Defendants specifically argue that this claim should fail as to Mr. Soistman. Defendants aver, "as to Mr. Soistman, the Complaint fails to plead that he could be a control person even if there were a primary violation. A control person must have the power to 'direct or cause the direction of the management and policies of a person, whether through the ownership of voting securities, by contract, or otherwise." (Doc.
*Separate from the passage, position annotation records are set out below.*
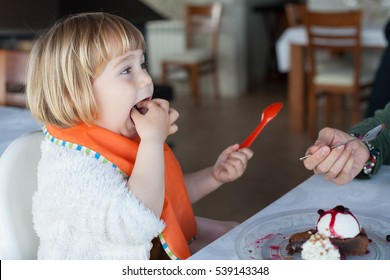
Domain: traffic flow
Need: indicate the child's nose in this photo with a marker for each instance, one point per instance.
(144, 79)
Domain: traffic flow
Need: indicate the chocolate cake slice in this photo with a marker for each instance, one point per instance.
(356, 246)
(297, 239)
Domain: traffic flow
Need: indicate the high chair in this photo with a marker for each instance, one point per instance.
(18, 182)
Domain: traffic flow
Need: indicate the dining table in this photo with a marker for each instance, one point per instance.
(290, 53)
(265, 234)
(15, 122)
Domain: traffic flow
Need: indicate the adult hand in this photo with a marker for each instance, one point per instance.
(339, 165)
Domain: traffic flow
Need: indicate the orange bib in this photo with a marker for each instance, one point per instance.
(121, 152)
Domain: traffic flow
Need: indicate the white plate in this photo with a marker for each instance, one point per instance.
(267, 238)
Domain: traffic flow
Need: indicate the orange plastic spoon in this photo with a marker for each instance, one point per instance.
(268, 114)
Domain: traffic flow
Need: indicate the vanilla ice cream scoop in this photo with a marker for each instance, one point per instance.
(319, 247)
(338, 222)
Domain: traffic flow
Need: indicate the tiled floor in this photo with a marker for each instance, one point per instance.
(204, 132)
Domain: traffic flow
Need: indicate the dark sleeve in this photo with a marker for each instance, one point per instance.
(382, 143)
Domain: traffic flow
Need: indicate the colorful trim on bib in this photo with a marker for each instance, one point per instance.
(166, 247)
(79, 148)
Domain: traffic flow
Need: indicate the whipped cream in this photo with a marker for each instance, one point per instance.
(319, 247)
(338, 222)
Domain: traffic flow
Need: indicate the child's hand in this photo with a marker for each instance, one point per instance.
(231, 164)
(158, 122)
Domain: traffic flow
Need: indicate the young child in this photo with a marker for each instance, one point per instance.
(108, 185)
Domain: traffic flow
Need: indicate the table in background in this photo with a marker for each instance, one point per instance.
(15, 122)
(290, 56)
(366, 196)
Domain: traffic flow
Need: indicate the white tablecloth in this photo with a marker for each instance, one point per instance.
(366, 196)
(371, 38)
(15, 122)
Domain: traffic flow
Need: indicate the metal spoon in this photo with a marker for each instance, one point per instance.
(268, 114)
(369, 136)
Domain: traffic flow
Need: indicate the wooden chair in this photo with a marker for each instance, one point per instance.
(341, 73)
(295, 13)
(202, 25)
(12, 77)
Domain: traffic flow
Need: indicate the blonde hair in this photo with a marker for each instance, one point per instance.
(67, 58)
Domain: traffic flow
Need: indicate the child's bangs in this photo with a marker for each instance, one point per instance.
(120, 38)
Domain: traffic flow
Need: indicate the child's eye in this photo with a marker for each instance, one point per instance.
(126, 71)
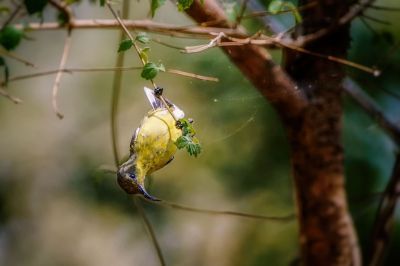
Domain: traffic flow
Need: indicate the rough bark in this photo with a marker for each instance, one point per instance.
(312, 116)
(255, 63)
(327, 235)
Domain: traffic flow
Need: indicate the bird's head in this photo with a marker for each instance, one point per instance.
(126, 178)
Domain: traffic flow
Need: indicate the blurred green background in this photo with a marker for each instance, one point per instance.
(59, 207)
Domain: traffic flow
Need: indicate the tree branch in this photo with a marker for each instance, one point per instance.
(353, 12)
(144, 25)
(255, 63)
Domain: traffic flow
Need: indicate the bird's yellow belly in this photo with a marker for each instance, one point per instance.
(155, 142)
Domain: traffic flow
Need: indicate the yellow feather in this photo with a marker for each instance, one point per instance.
(155, 142)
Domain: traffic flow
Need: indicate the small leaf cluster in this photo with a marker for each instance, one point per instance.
(10, 37)
(150, 69)
(181, 4)
(188, 139)
(278, 6)
(35, 6)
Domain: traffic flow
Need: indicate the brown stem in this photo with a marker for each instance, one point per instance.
(327, 234)
(255, 63)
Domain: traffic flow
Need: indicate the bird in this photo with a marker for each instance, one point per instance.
(152, 145)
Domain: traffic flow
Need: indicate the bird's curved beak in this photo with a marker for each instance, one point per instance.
(130, 184)
(145, 194)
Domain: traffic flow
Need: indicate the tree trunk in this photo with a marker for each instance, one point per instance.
(327, 235)
(311, 111)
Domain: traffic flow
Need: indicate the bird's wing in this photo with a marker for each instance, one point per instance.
(157, 103)
(133, 140)
(154, 101)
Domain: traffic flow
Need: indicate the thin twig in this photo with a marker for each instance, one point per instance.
(9, 96)
(369, 27)
(107, 69)
(191, 75)
(15, 57)
(353, 12)
(359, 96)
(114, 132)
(150, 230)
(384, 217)
(266, 40)
(384, 8)
(289, 10)
(140, 56)
(143, 25)
(172, 205)
(241, 12)
(63, 8)
(64, 57)
(116, 90)
(12, 15)
(167, 44)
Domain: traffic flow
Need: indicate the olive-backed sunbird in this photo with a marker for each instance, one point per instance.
(152, 145)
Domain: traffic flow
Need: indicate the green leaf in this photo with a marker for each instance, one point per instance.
(10, 37)
(278, 6)
(188, 140)
(62, 18)
(6, 70)
(125, 45)
(142, 37)
(184, 4)
(155, 4)
(35, 6)
(150, 70)
(144, 54)
(4, 10)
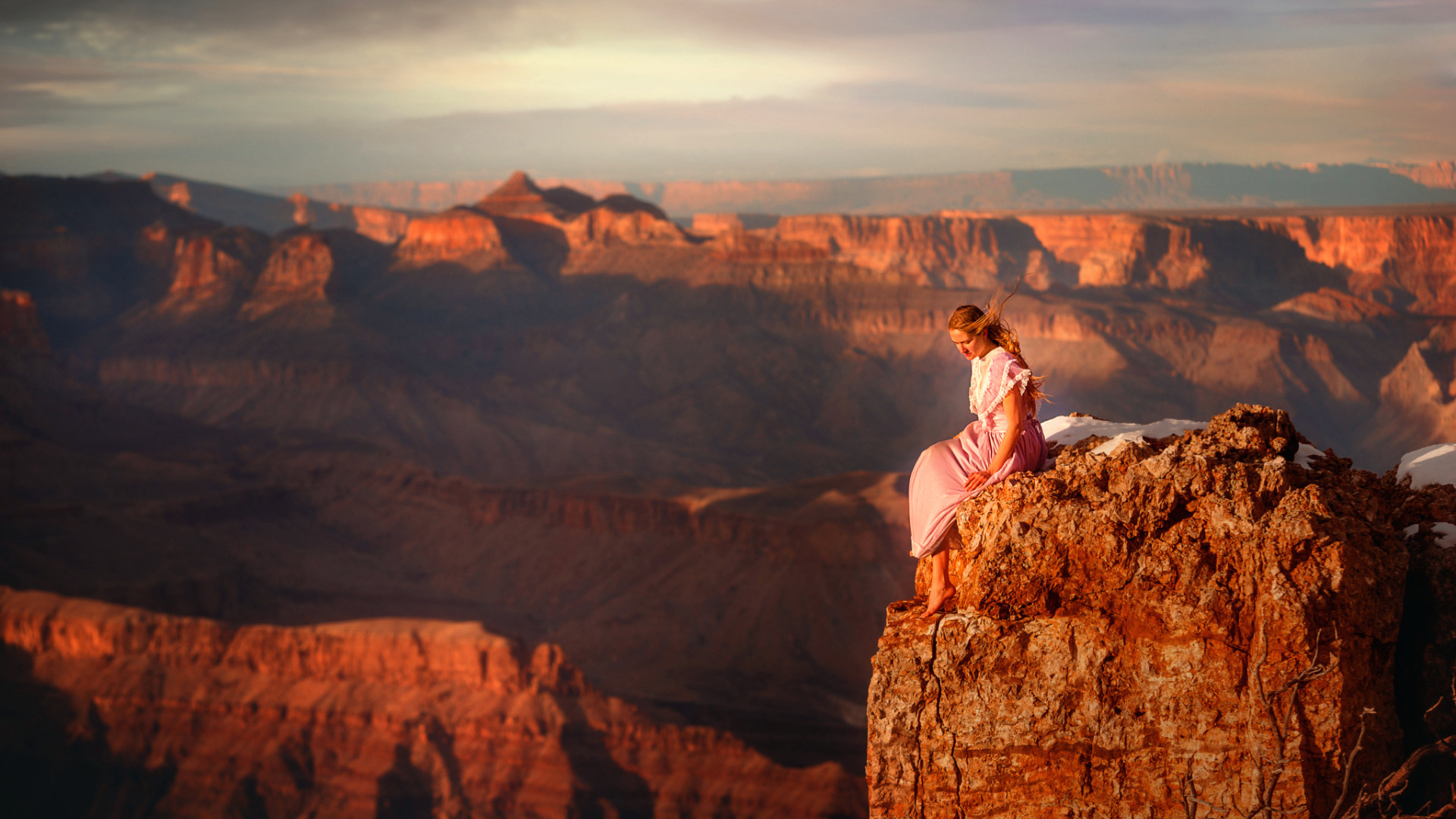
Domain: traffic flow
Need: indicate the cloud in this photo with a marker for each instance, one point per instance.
(318, 91)
(913, 93)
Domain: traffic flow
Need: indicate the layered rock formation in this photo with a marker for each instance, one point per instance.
(384, 717)
(519, 398)
(1131, 629)
(271, 215)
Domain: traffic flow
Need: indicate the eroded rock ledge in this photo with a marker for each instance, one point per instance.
(1119, 617)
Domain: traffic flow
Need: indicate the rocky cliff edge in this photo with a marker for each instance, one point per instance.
(1210, 624)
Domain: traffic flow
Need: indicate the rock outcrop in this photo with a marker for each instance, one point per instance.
(297, 276)
(382, 717)
(1131, 627)
(459, 237)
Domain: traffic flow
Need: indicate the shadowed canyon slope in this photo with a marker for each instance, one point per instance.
(1131, 624)
(172, 716)
(679, 457)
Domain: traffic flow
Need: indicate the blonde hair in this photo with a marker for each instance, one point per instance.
(973, 319)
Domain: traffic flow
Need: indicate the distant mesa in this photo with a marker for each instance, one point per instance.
(717, 223)
(520, 197)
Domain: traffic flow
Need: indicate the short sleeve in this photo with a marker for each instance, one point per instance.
(1003, 375)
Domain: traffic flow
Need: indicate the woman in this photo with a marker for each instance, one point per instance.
(1005, 438)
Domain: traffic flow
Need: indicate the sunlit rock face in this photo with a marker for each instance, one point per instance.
(383, 717)
(1126, 621)
(19, 324)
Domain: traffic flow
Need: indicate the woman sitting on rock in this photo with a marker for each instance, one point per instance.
(1005, 438)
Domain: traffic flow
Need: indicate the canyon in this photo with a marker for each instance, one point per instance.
(381, 717)
(1168, 602)
(677, 455)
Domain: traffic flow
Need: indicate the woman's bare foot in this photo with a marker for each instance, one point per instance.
(935, 599)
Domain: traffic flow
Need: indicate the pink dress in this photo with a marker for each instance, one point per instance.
(935, 485)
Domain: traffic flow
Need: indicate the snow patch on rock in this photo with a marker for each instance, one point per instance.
(1069, 430)
(1305, 453)
(1429, 465)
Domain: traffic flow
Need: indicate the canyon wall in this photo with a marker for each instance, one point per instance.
(579, 423)
(383, 717)
(1131, 627)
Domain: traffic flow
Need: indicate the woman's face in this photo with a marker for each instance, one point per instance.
(970, 346)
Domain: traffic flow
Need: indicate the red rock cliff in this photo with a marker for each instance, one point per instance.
(1125, 624)
(383, 717)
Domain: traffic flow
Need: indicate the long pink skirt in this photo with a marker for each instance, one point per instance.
(940, 475)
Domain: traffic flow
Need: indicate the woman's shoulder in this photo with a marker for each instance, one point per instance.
(999, 357)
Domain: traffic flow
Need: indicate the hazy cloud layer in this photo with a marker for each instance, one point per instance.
(313, 91)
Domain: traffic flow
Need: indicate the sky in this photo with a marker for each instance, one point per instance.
(291, 93)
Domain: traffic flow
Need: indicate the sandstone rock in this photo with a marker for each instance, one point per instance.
(296, 276)
(379, 717)
(1335, 306)
(459, 237)
(1117, 618)
(210, 270)
(520, 197)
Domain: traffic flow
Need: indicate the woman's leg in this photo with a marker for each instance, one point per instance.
(941, 589)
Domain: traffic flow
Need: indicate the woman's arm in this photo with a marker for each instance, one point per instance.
(1012, 407)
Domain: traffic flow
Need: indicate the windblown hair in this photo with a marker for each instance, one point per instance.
(973, 319)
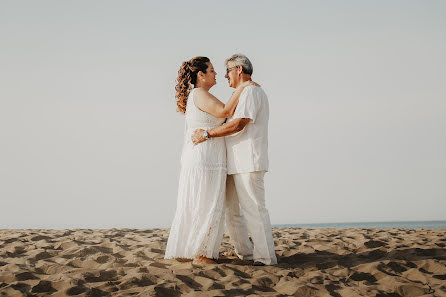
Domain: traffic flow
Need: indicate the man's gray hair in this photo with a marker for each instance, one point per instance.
(241, 60)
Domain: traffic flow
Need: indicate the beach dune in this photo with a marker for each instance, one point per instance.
(312, 262)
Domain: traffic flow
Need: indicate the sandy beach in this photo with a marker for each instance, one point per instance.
(312, 262)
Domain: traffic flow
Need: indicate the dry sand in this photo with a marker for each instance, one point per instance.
(312, 262)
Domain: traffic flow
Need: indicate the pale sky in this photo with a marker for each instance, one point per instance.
(90, 136)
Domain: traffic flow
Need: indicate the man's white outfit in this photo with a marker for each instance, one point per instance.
(247, 162)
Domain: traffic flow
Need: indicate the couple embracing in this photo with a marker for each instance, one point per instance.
(223, 163)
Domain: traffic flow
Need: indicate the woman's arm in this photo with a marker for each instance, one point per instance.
(207, 102)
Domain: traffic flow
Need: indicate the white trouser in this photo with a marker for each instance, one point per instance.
(246, 191)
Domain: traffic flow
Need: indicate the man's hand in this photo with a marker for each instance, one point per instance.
(249, 83)
(197, 136)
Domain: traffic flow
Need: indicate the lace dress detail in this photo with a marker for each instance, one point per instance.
(197, 228)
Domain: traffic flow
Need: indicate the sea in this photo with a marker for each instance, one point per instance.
(369, 225)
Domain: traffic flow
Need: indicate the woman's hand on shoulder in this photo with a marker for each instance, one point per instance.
(249, 83)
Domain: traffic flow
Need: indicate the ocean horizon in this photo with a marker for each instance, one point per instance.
(367, 225)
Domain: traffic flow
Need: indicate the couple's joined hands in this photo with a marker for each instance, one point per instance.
(198, 135)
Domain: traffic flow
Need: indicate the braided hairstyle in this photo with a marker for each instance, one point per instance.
(187, 76)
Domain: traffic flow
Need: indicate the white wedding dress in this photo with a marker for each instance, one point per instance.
(197, 228)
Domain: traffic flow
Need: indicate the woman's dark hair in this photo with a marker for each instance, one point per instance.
(187, 76)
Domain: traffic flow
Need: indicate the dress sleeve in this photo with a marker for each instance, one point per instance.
(247, 106)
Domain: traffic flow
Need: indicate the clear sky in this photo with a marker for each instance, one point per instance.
(90, 136)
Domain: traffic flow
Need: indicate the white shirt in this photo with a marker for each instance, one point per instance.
(247, 150)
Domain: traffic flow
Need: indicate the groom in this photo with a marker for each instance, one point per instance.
(247, 160)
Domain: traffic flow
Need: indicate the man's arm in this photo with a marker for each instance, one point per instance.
(230, 128)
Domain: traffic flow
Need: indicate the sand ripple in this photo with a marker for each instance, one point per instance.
(312, 262)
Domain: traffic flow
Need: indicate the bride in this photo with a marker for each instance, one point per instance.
(197, 228)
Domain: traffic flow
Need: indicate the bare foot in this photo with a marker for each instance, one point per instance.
(200, 260)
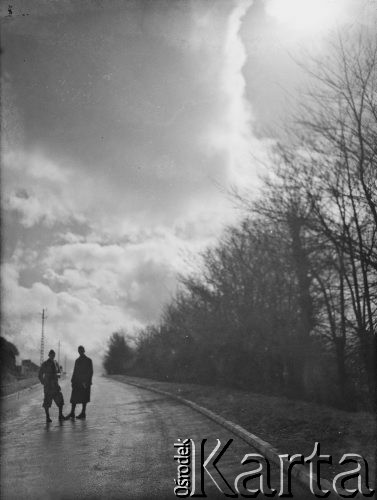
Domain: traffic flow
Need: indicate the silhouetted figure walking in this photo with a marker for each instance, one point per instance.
(81, 382)
(48, 376)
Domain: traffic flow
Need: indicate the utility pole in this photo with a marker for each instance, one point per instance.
(44, 317)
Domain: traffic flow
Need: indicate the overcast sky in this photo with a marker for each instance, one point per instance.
(124, 124)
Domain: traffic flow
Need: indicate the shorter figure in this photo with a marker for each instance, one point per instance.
(48, 376)
(81, 382)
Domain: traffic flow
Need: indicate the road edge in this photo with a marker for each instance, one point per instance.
(264, 447)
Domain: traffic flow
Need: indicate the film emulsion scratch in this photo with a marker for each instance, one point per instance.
(189, 249)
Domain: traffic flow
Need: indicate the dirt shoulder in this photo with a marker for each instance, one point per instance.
(289, 426)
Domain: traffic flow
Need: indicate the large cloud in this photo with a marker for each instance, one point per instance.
(131, 123)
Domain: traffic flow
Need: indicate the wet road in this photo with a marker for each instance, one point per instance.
(124, 449)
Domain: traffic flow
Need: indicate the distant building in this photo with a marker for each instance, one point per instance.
(28, 368)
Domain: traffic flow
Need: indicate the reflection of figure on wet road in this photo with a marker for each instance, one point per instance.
(81, 382)
(48, 376)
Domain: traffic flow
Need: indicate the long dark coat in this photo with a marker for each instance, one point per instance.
(82, 380)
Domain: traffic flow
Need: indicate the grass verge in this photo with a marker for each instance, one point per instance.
(288, 425)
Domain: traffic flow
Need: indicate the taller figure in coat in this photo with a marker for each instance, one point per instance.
(81, 382)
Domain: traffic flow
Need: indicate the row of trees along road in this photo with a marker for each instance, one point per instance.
(285, 303)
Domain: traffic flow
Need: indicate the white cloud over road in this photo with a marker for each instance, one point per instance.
(125, 125)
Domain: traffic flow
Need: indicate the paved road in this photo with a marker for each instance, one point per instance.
(124, 449)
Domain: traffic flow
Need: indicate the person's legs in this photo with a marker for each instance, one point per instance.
(82, 414)
(73, 409)
(48, 419)
(59, 400)
(47, 400)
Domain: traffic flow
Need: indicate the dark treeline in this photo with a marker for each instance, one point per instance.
(285, 303)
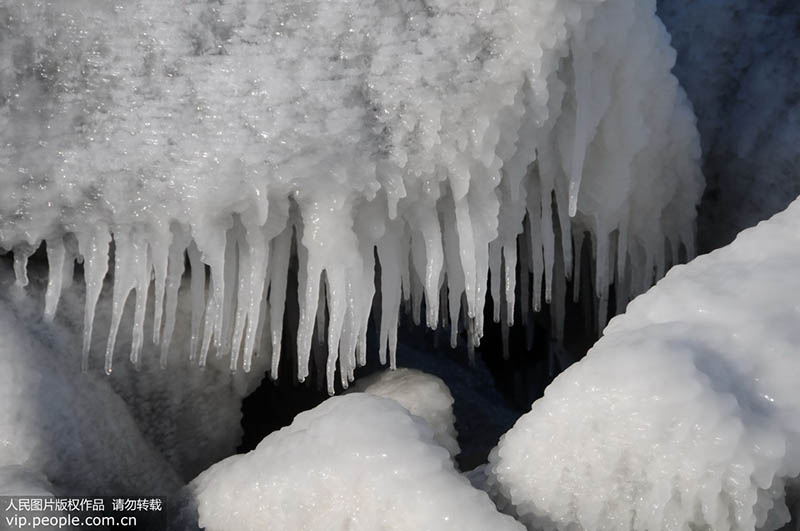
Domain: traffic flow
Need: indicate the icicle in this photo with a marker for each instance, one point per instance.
(258, 270)
(144, 268)
(495, 259)
(56, 254)
(466, 253)
(223, 330)
(429, 251)
(175, 269)
(308, 285)
(510, 279)
(21, 254)
(198, 291)
(576, 275)
(525, 256)
(94, 249)
(281, 252)
(126, 254)
(159, 251)
(536, 243)
(252, 267)
(337, 300)
(455, 275)
(213, 247)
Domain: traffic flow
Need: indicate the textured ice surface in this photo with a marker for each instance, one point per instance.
(685, 414)
(60, 429)
(353, 462)
(183, 420)
(423, 395)
(437, 133)
(738, 61)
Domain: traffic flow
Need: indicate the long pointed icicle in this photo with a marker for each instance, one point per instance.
(281, 252)
(126, 253)
(175, 269)
(94, 249)
(198, 290)
(563, 135)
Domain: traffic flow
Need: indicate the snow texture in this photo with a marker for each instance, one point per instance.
(739, 62)
(423, 395)
(685, 415)
(61, 431)
(353, 462)
(440, 134)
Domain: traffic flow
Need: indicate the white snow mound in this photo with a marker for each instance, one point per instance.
(685, 414)
(353, 462)
(423, 395)
(436, 133)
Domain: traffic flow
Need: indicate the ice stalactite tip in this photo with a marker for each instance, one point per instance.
(438, 137)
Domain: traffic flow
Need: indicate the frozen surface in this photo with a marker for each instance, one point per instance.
(353, 462)
(423, 395)
(61, 431)
(685, 414)
(182, 419)
(438, 133)
(739, 61)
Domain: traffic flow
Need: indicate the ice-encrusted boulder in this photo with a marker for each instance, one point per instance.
(423, 395)
(354, 462)
(685, 415)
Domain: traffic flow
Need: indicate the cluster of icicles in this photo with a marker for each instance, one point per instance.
(571, 128)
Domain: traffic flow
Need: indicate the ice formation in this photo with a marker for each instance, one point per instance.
(435, 136)
(62, 432)
(353, 462)
(685, 415)
(423, 395)
(737, 60)
(94, 433)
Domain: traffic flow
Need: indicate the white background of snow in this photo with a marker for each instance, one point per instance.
(423, 395)
(408, 127)
(686, 413)
(353, 462)
(739, 61)
(181, 419)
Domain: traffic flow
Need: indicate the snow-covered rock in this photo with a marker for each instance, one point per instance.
(428, 131)
(686, 414)
(354, 462)
(739, 62)
(180, 419)
(423, 395)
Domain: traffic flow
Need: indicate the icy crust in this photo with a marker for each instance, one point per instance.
(423, 395)
(439, 134)
(685, 414)
(353, 462)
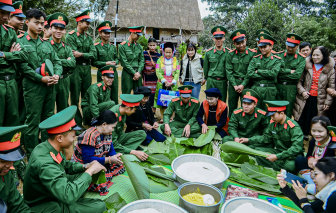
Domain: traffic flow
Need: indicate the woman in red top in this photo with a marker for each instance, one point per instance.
(312, 98)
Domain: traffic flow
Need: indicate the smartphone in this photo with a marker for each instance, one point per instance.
(289, 177)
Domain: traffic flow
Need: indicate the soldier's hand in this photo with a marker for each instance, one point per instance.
(204, 128)
(139, 154)
(186, 131)
(243, 140)
(95, 168)
(271, 157)
(167, 130)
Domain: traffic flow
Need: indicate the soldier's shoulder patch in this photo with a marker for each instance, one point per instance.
(209, 49)
(291, 124)
(232, 50)
(302, 55)
(237, 111)
(261, 112)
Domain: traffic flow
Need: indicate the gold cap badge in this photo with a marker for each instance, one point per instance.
(16, 137)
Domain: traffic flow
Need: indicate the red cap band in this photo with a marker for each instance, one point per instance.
(219, 32)
(266, 41)
(276, 109)
(131, 104)
(251, 97)
(104, 28)
(80, 18)
(57, 22)
(63, 128)
(293, 41)
(185, 91)
(17, 11)
(107, 71)
(241, 35)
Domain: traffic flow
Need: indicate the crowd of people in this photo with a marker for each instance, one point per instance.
(285, 97)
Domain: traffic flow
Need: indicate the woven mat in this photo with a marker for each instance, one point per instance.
(123, 186)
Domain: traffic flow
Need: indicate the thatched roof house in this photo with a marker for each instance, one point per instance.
(163, 18)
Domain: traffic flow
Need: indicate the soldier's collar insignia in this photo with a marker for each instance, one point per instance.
(16, 137)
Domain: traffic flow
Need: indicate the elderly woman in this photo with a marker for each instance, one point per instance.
(312, 98)
(192, 70)
(96, 144)
(148, 74)
(324, 179)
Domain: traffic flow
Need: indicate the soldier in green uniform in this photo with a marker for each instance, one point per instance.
(263, 70)
(58, 22)
(98, 96)
(247, 124)
(17, 18)
(51, 180)
(84, 51)
(11, 151)
(237, 63)
(186, 109)
(215, 62)
(107, 55)
(285, 136)
(128, 143)
(40, 74)
(292, 66)
(132, 61)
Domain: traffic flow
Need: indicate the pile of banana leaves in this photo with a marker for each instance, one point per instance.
(244, 169)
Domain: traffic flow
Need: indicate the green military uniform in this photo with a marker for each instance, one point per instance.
(184, 114)
(38, 97)
(251, 126)
(97, 98)
(267, 71)
(132, 61)
(214, 65)
(126, 142)
(64, 53)
(107, 52)
(81, 80)
(51, 179)
(287, 81)
(286, 138)
(10, 150)
(236, 69)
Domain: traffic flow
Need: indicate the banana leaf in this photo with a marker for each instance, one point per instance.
(238, 176)
(175, 150)
(99, 177)
(137, 176)
(114, 202)
(157, 147)
(206, 138)
(238, 148)
(260, 173)
(158, 159)
(234, 158)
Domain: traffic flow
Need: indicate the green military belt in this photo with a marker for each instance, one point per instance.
(7, 77)
(287, 83)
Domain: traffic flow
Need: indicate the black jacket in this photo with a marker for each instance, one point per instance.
(134, 122)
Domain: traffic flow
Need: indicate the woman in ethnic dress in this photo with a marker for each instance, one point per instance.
(96, 144)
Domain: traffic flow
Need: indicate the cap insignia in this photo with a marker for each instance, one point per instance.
(16, 137)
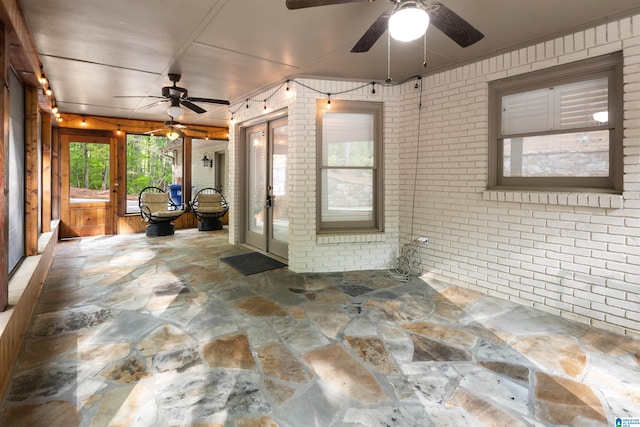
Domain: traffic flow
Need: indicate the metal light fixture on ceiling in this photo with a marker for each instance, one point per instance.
(207, 160)
(173, 135)
(174, 110)
(409, 22)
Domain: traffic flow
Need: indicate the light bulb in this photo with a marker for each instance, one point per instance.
(409, 23)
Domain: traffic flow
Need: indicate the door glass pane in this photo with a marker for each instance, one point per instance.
(88, 172)
(257, 181)
(280, 219)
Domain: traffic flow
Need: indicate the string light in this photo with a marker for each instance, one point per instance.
(289, 92)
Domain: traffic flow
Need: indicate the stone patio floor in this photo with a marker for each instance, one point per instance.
(138, 331)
No. 46-1, at 52) (citing Mutual Funds, 566 F.3d at 130). Defendants aver that the Complaint only mentions Soistman's name and title, but does not describe the nature of his responsibilities. Id. The Court finds that the Complaint adequately alleges that Soistman, along with the other individually named Defendants, had the power to direct the company via his position as the Executive Vice President of Coventry's Individual Consumer and Government Business Division. From Soistman's position at Coventry along with the responsibilities he is alleged to have engaged in, including testifying before Congress regarding Coventry's marketing of its PFFS plan, the Court can draw a reasonable inference that he was a control person under Section 20(a). Accordingly, the Court will DENY Defendants' Motion for Summary Judgment as to Count III.
CONCLUSION
In sum, the Court finds that Plaintiffs have sufficiently alleged that only the statements made on April 28, 2008 and May 21, 2008 are actionable under the Exchange Act. Additionally, the Court will deny Defendant's Motion to Dismiss Count II as to Defendant Soistman and Coventry Health Care, Inc., but will grant Defendants' Motion as to Defendants' Wolf, Rulhmann, and Guertin. Finally, the Court will deny Defendants; Motion as to Count III of the Amended Complaint. In this case, the Court will also deny Defendants' Motion to Dismiss the Class Action Complaint by the 401(K) Plan Investment Committee. An Order consistent with this Opinion will follow. The Court will proceed to issue Scheduling Order in this case.